Camiye girerim, dua ederim.
Kiliseye girerim, dua ederim.
Bu sene, bulaş var, hastalık var ve kendi kişisel kısıtlamam içinde gidemiyorum yani aslında gitmiyorum.
Çok dikkat etmemiz lazım, mümkün olduğu kadar evde kalmamız kazım.
Üstelik.
Beyoğlu’na giriş, kişi sayısı kısıtlanmış, caddenin sağından gidiyorsun, solundan dönüyorsun falan.
Ben anıların silinmediği zamanlarda yaşayan biriyim ve böyle kalmak için gayret ediyorum.
Geçmişin yansımalarını unutmayarak, inadına aydınlık güzel sağlıklı günlerin hayalini kuruyorum.
Evime çok yakın, ormanda yürüyüşe gidiyorum.
Kendimi Beyoğlu'nda düşlüyorum ve öyle düşünüyorum.
Ormanda kimsecikler yok.
Korkmuyorum hiç, neden korkacağım ki!
Ben Beyoğlu'nda kalabalıklar içindeyim ve sadece yalnızım.
Yalnızca yalnızım ve ben aslında bunu tercih ediyorum.

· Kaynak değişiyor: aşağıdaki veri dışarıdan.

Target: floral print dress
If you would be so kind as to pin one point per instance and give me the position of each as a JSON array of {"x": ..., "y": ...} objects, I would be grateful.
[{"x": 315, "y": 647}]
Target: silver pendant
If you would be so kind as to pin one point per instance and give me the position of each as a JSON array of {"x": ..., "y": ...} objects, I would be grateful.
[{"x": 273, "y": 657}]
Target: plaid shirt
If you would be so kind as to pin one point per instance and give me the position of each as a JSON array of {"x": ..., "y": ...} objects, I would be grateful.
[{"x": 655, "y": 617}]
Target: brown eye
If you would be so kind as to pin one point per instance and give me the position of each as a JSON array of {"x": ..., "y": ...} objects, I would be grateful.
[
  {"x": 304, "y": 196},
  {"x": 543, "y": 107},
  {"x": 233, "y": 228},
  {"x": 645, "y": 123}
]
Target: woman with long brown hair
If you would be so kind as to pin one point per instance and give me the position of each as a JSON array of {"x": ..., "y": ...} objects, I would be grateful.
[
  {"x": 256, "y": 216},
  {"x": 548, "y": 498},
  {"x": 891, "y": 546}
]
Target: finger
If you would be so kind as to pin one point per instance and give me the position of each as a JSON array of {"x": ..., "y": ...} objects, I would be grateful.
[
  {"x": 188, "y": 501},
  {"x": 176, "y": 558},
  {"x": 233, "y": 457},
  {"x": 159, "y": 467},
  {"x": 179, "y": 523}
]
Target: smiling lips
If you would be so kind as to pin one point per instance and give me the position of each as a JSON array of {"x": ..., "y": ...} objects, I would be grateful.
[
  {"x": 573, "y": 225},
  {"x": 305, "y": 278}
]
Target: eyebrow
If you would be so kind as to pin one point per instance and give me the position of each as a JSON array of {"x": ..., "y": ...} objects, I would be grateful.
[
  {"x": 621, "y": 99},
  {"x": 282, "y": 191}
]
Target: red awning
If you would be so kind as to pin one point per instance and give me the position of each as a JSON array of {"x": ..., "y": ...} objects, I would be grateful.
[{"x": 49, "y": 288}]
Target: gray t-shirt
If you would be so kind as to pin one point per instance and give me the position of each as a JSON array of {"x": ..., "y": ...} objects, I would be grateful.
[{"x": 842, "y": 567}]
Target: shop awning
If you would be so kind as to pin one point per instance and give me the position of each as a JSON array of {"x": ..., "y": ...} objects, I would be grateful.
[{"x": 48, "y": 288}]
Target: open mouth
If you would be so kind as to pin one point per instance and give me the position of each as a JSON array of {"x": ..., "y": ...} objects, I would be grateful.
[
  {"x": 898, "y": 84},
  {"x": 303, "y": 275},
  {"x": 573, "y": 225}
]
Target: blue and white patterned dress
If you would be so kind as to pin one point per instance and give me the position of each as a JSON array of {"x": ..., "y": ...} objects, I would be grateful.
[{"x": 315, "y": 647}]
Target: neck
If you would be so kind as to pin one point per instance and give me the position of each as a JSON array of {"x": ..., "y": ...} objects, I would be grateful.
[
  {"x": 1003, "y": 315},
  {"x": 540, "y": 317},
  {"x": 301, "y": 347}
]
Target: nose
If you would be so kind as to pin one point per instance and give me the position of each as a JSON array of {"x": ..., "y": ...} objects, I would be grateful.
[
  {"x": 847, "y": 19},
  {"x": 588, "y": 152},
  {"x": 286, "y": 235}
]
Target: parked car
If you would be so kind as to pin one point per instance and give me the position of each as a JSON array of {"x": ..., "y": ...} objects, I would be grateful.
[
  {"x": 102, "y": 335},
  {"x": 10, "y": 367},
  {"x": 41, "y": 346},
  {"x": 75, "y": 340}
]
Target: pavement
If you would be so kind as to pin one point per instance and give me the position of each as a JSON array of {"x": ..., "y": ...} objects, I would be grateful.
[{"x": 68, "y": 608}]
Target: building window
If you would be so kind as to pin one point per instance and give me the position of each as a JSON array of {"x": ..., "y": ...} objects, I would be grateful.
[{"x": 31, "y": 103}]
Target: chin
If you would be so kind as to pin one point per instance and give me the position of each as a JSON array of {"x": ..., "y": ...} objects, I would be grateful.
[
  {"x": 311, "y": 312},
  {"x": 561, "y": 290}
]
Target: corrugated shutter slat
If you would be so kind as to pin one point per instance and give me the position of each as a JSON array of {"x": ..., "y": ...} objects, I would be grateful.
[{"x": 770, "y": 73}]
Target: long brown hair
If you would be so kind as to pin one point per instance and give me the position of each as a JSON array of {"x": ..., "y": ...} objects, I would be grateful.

Ağaçları koklaya koklaya, derin derin nefes alarak yürüyorum ve şükrediyorum.
Bu tenhalığın hakkını vermek istiyorum.
Eskiden herkes kendi hayatının terzisiydi herkes kendi söküğünü dikerdi.
Şimdilerde herkes başkalarının hayatının terzisi sanki.
Tek fark başkalarının söküğünü dikmiyor, tam tersi olanı biteni sökmeye çalışıyor.
Tanı tanıma, tamir yok, parçalamak var.
Beyoğlu'ndayım ya, hayal ediyorum, sevdiğim birine hediye almak istiyorum.
Tam bakınırken, aklıma o insan, beni çok zamanlardır aramıyor hatır sormuyor, neden hediye alayım ki diyorum.
Aaaa bakıyorum, ödeşmeyi seven insanları hiç sevmeyen ben zihnen ödeşmeye başlamışım..
Eyvah! Funda’m diyorum
Kalbin merhametli ve çok iyi biliyorum ama zihnin ödeşmeye başlamış.
Neden?
Bir bakıyorum gazeteler yazıyor, uzmanlar sosyal medyada paylaşımlar yapıyor, canlı yayınlar yapıyorlar.
Kendin ol, halbuki bazıları çok fena kendisi olmasa daha iyi olur diye düşünüyorum.
Herkesin kafasına bunları sokmak istiyorlar.
Diyorlar ki!
Bencil ol, sadece sen varsın! sen!
Bu devirde; kimseye sırtını dönmeyeceksin.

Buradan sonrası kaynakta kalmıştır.